I asked a question about details allowing to answer this question earlier today. Unfortunately, I didn't manage to complete the exercise. Since the other questions were about another problem, I write this new one.
Let $R$ be the ring of germs of $C^{\infty}$ functions on $\mathbb{R}^{n}$ in $0$. Let $K$ be the intersection of all powers of maximal ideal. I would like to prove that $K$ is generated by all nonnegative $\varphi\in R$.
We know there is only one maximal ideal:
$$M=\{f\in R\mid f(0)=0\}$$
whose powers are
$$M^{k}=\left\{f\in R\,\Big\vert\, \frac{\partial^{\vert\alpha\vert}f}{\partial x^{\alpha}}(0)=0,\,\forall\alpha\in\mathbb{N}^{n}:\vert\alpha\vert=0,1,\dots,k-1\right\}$$
We deduce that
$$K=\left\{f\in R\,\Big\vert\, \frac{\partial^{\vert\alpha\vert}f}{\partial x^{\alpha}}(0)=0,\,\forall\alpha\in\mathbb{N}^{n}\right\}$$
For any $A\in K$, we want to find a finite sequence of nonnegative functions in $K$, say $(\varphi_{i})_{i=1}^{m}$, and a finite sequence of functions in $R$, say $(f_{i})_{i=1}^{m}$, such that $A=\sum_{i=1}^{m}f_{i}\varphi_{i}$. Here is my attempt:
By Hadamard's lemma, we know that there exists a sequence of continuously differentiable functions $(g_{j})_{j=1}^{n}$ (the same $n$ as in $\mathbb{R}^{n}$) such that $A(x)=A(0)+\sum_{j=1}^{n}x_{j}g_{j}(x)$ for any $x\in\mathbb{R}^{n}$ where $x_{j}$ denotes the $j$-th component of $x$. I tried by decomposing $g_{j}$ in its positive part $\max\{0,g_{j}\}$ and negative part $\max\{0,-g_{j}\}$ but we still have problems with the coordinates...

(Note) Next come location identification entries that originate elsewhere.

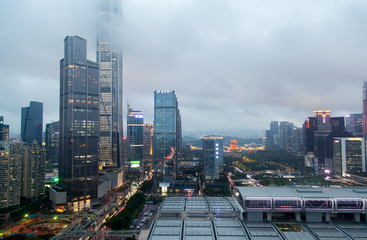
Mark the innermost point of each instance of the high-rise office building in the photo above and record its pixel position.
(148, 131)
(272, 136)
(135, 125)
(4, 130)
(212, 156)
(11, 158)
(364, 109)
(52, 138)
(33, 171)
(354, 124)
(31, 124)
(109, 57)
(285, 135)
(319, 132)
(79, 124)
(349, 155)
(167, 135)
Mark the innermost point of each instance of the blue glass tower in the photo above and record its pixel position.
(135, 137)
(167, 137)
(79, 124)
(213, 156)
(31, 124)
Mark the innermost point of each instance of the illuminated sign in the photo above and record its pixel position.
(135, 164)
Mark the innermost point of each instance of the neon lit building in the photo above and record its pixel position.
(31, 124)
(135, 125)
(213, 156)
(52, 142)
(4, 130)
(109, 57)
(79, 124)
(364, 110)
(167, 137)
(11, 158)
(148, 132)
(349, 155)
(354, 124)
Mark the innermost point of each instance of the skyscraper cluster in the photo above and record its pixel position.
(167, 137)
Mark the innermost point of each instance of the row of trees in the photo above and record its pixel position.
(125, 217)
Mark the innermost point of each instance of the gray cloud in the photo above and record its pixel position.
(235, 65)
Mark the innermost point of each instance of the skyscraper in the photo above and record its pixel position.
(285, 135)
(148, 131)
(167, 134)
(349, 155)
(52, 142)
(11, 157)
(33, 171)
(213, 156)
(31, 124)
(353, 124)
(109, 57)
(135, 124)
(79, 124)
(364, 109)
(4, 130)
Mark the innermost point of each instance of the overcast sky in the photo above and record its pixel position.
(235, 65)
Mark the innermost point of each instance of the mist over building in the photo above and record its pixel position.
(79, 124)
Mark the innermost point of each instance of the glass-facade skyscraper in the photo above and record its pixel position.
(79, 124)
(4, 130)
(31, 124)
(135, 137)
(109, 57)
(213, 156)
(52, 142)
(167, 137)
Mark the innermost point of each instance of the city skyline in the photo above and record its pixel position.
(235, 65)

The functions in $K$ are the so-called flat functions in $0$. An example in $\mathbb{R}$, where the function has at least one change in sign near $0$, is the following:
$$\begin{cases} e^{-1}+\sin(2e^{-1}(x-1)) &\text{if } x\geq 1\\ e^{-\frac{1}{x^{2}}} &\text{if } 0<x<1\\ 0 &\text{if } x=0\\ -e^{-\frac{1}{x^{2}}} &\text{if } -1<x<0\\ -e^{-1}+\sin(2e^{-1}(x+1)) &\text{if } x\le -1 \end{cases}$$
whose graph is represented in the following picture:
I did define the function piecewise to emphasize my intuition of the problem: we want to prove that locally, here in a neighbourhood of $0$, there exists a sequence of positive functions in $K$ such that the flat function can be expressed as a linear combination of this function with coefficients in the ring $R$ (not $\mathbb{R}$). My intuition is that, for a flat function, there exists a neighbourhood of $0$ such that this function has at most one change in sign in this neighbourhood, whatever the change in sign for "large" neighbourhoods of $0$. However, I can't prove it.
The idea behind this consideration is the following. If there exists a neighbourhood of $0$ such that the function has no change in sign in this neighbourhood, then the function respects the condition we want to prove. If there exists no neighbourhood of $0$ such that the function as at most one change in sign, then the function does "probably" (my intuition) has infinitely many changes in sign near $0$, which I believe to be impossible for such regular functions. However, these are heuristic yet not rigorous arguments, of course.
A solution would be to prove the following: for any real-valued function $A$, we can write $A(x) = \max\{A,0\}-\max\{-A,0\}$, and we would like to prove that if $A\in K$, then $\max\{A,0\}$ and $\max\{-A,0\}$ are in $K$.